Deliver a vision, create a community with those who empathize with it, and let the people of the community experience the idea born from it. In other words, there is a place where you can embody the narrative that shares the whole plan of what the company is trying to do. I think this kind of organization will attract interesting people, and the number of young people who want to work while searching for their own meaning will increase.
Your story has made me realize the importance of continuously sharing our ideas. I think more people will come if Hitachi's R&D hub, Kyōsō-no-Mori, becomes a place where people think they can hear all kinds of interesting stories. So we hope to continue sharing our content through this platform and have people realize that they can find many questions here.
If this series becomes a "place of many questions," each member of our audience can express their own view towards these questions. It will be wonderful if we could create such a community. Mr. Saso and Mr. Mori, thank you very much.
CEO/Chief Strategic Designer, BIOTOPE co., ltd.
Graduate of the University of Tokyo Faculty of Law.
Master of Design Methods from the Illinois Institute of Technology Institute of Design.

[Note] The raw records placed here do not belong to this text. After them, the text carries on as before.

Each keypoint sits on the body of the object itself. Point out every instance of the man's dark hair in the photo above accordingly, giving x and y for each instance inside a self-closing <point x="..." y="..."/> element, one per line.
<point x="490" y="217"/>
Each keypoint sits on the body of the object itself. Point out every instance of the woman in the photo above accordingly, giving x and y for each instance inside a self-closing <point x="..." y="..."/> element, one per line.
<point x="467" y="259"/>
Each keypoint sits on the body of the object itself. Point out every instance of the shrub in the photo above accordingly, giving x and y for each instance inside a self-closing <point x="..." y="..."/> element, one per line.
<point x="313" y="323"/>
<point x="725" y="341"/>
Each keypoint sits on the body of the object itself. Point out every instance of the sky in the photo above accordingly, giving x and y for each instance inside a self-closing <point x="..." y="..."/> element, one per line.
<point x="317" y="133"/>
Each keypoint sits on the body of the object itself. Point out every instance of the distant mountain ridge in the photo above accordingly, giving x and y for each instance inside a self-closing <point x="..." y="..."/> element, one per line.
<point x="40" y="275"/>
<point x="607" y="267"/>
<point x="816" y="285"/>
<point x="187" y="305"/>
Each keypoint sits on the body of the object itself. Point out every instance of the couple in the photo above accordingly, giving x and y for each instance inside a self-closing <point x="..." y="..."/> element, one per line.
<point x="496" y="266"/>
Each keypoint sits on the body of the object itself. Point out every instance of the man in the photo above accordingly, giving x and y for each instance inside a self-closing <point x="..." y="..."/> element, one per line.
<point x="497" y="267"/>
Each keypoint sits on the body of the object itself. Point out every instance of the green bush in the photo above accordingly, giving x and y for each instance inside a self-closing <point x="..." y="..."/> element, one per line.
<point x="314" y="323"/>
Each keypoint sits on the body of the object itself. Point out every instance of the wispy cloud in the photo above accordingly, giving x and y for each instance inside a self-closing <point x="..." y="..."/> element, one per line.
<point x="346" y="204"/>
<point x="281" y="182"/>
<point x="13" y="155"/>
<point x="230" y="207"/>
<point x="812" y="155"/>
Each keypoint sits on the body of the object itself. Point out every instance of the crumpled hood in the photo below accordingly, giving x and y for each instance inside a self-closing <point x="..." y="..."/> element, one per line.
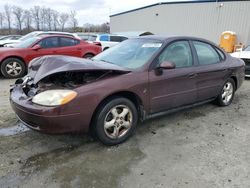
<point x="42" y="67"/>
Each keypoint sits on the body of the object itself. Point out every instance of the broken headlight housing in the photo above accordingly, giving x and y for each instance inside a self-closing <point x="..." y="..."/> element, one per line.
<point x="54" y="97"/>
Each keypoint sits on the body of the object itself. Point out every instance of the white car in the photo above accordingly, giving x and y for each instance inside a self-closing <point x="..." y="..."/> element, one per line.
<point x="245" y="56"/>
<point x="9" y="39"/>
<point x="105" y="40"/>
<point x="39" y="33"/>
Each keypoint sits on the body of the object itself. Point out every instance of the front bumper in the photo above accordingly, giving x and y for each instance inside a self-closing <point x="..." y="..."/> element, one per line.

Mr. Kunitake Saso worked at P&G, marketing hit products such as Febreze and Lenor, before becoming the brand manager of Gillette. He joined Human Value, Inc. and took part in the launch of Sony Corporation’s Sony Seed Acceleration Program, before becoming independent. He specializes in the brand design of B to C consumer goods, and in the concept design and service design of high-tech R&D projects. He is the author of various publications including “Lesson in Design Thinking Taught at the World’s Top Design Schools” (Nikkei BP Publishing, 2020), “Vision Driven” (Diamond Publishing, 2019), “Vision Driven Innovation” (Nikkei BP Publishing, 2019).
General Manager, Global Center for Social Innovation
Research & Development Group, Hitachi, Ltd.
Masakatsu Mori joined Hitachi, Ltd. after obtaining his master’s degree from the Graduate School of Engineering at Kyoto University in 1994. As a researcher in the Systems Development Laboratory, he worked on new services and solutions using cutting-edge digital technologies. He was also a visiting scholar at University of California, San Diego from 2003 to 2004. After leading the Planning Office at the Yokohama Research Laboratory and Production Engineering R&D, he was appointed to lead European R&D as Corporate CTO as well as General Manager of the European R&D Centre of Hitachi Europe, Ltd. in 2018. He was appointed to his current position in April 2020. He has a PhD in Information Science and Technology.
Yukinobu Maruyama, host
Head of Design, Global Center for Social Innovation – Tokyo
Research & Development Group, Hitachi, Ltd.
After joining Hitachi, Yukinobu Maruyama built his career as a product designer. He was involved in the foundation of Hitachi Human Interaction Laboratory in 2001 and launched the field of vision design research in 2010 before becoming laboratory manager of the Experience Design Lab UK Office in 2016. After returning to Japan, he worked in robotics, AI, and digital city service design before being dispatched to Hitachi Global Life Solutions, Inc. to promote a vision-driven product development strategy. He is also involved in developing design methodology and human resource education plan. He took up his current position in 2020.